Susan Strasberg’s Ms. Rich is very good, and credit to Welles for, given the opportunity to skewer Kael with an unflattering semi-portrait in his movie, allowing a sense of well-roundedness to the character. Much of this, of course, comes from Strasberg’s performance, as she inputs a genuine intellectual curiosity for her chosen subject and isn’t just some nosy freak. Oja Kodar is good as the actress in redface, as is Random as “John Dale,” and although their total silence throughout the film lets them off easy in some ways, they still have to act in their non-speaking roles, and do so serviceably.

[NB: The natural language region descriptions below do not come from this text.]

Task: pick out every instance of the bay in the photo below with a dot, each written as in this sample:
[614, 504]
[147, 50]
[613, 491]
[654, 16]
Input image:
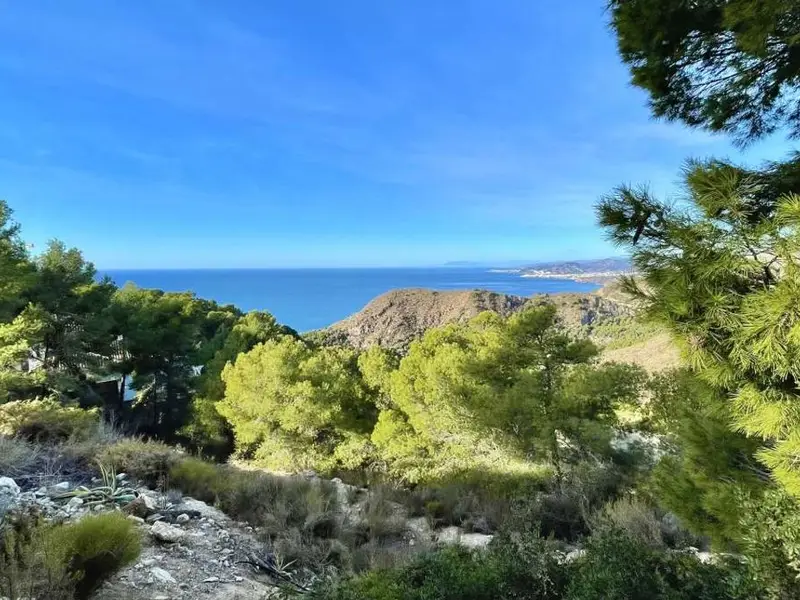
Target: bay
[308, 299]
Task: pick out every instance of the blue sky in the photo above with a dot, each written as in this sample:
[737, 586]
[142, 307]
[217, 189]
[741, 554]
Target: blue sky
[317, 133]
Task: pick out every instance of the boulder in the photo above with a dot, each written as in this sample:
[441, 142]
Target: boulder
[420, 529]
[475, 540]
[9, 494]
[449, 535]
[164, 532]
[162, 575]
[191, 506]
[58, 489]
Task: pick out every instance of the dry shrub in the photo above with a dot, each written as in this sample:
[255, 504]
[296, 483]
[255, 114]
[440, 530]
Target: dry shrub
[148, 461]
[62, 562]
[17, 456]
[47, 421]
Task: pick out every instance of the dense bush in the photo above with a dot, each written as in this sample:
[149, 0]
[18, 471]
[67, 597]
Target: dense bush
[148, 461]
[47, 421]
[16, 455]
[62, 562]
[617, 567]
[94, 548]
[525, 567]
[293, 407]
[454, 574]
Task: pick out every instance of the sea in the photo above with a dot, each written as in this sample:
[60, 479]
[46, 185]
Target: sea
[307, 299]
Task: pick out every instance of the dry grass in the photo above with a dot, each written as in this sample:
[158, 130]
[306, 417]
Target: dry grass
[656, 354]
[17, 456]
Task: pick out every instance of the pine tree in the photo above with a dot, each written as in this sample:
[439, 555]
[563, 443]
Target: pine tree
[722, 271]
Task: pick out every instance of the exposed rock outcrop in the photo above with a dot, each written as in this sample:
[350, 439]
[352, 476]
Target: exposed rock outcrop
[396, 318]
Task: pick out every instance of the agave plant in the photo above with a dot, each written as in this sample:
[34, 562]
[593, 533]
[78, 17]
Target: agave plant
[111, 491]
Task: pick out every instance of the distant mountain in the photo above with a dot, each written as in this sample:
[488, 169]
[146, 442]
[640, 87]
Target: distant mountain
[396, 318]
[599, 265]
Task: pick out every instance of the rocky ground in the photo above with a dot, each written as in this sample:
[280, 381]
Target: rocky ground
[396, 318]
[190, 549]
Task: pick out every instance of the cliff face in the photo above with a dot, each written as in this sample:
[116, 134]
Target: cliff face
[396, 318]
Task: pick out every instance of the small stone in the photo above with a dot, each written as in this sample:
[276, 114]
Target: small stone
[137, 507]
[149, 502]
[74, 503]
[449, 535]
[9, 494]
[165, 532]
[162, 575]
[475, 540]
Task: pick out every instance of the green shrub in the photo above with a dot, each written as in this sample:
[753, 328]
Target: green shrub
[148, 461]
[198, 478]
[617, 567]
[47, 421]
[16, 455]
[456, 574]
[62, 562]
[633, 516]
[94, 548]
[770, 539]
[26, 568]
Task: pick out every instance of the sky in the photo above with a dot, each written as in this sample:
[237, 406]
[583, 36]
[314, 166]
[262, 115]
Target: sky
[303, 133]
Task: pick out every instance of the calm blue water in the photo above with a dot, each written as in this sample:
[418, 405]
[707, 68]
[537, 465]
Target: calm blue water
[311, 298]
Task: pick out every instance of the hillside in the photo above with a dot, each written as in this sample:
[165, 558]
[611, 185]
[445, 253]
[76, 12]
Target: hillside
[395, 319]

But the real star is Orson Welles, as is usually the case with his films. Virtually absent in every scene (although I suspect he does speak off-camera as a nameless reporter interviewing Valeska), his presence saturates The Other Side of the Wind, mortal death posing little hindrance to its power. Along with cinematographer Gary Graver, Welles also operated the camera(s), and the entirety, in its rapid-fire glory, remains quintessential Welles, inasmuch as the film can rightly be attributed to Welles: the recognition of art’s artifice, and the artist’s manipulation of said artifice (and of life), which he utilized from the very beginning in Kane. And inasmuch as the film is not Welles’s, excellence persists: much thanks is owed to producers Frank Marshall and Filip Jan Rymsza for finally getting this resurrection project off the ground (after a long and torturous process involving changed hands, cross-continental sojourns, embezzlement of funds, and, of all things, the Ayatollah Khomeini) and the teams of people including Murawski, Industrial Light & Magic and those who managed to diligently restore/transfer so much of the crated-up footage.
Difference, transience. So much happens, throughout time, that it’s a wonder anything sticks, at all. So much gets in the way of wanting to go on. One lives, and does what one can (and must), hoping that each impress lasts beyond the initial moment. For all that’s made of swan songs, how many get to have them, in the end? And for those who do, how long does that song last? In another Welles film, he remarks that maybe a man’s name doesn’t matter all that much. Men and women breathe and die; even cathedrals rot.
But you have to admit: there are a few whose music fades a little slower than the rest. Those who manage, through certain difficulties (self-made or otherwise), to keep the tune going a little longer. Chalk it up to luck, or fate, or a god’s whim, there are those who, simply put, have something lasting to say. It’s these we look to, when the other songs expire, and in this way, difference beats transience, and force conquers distance.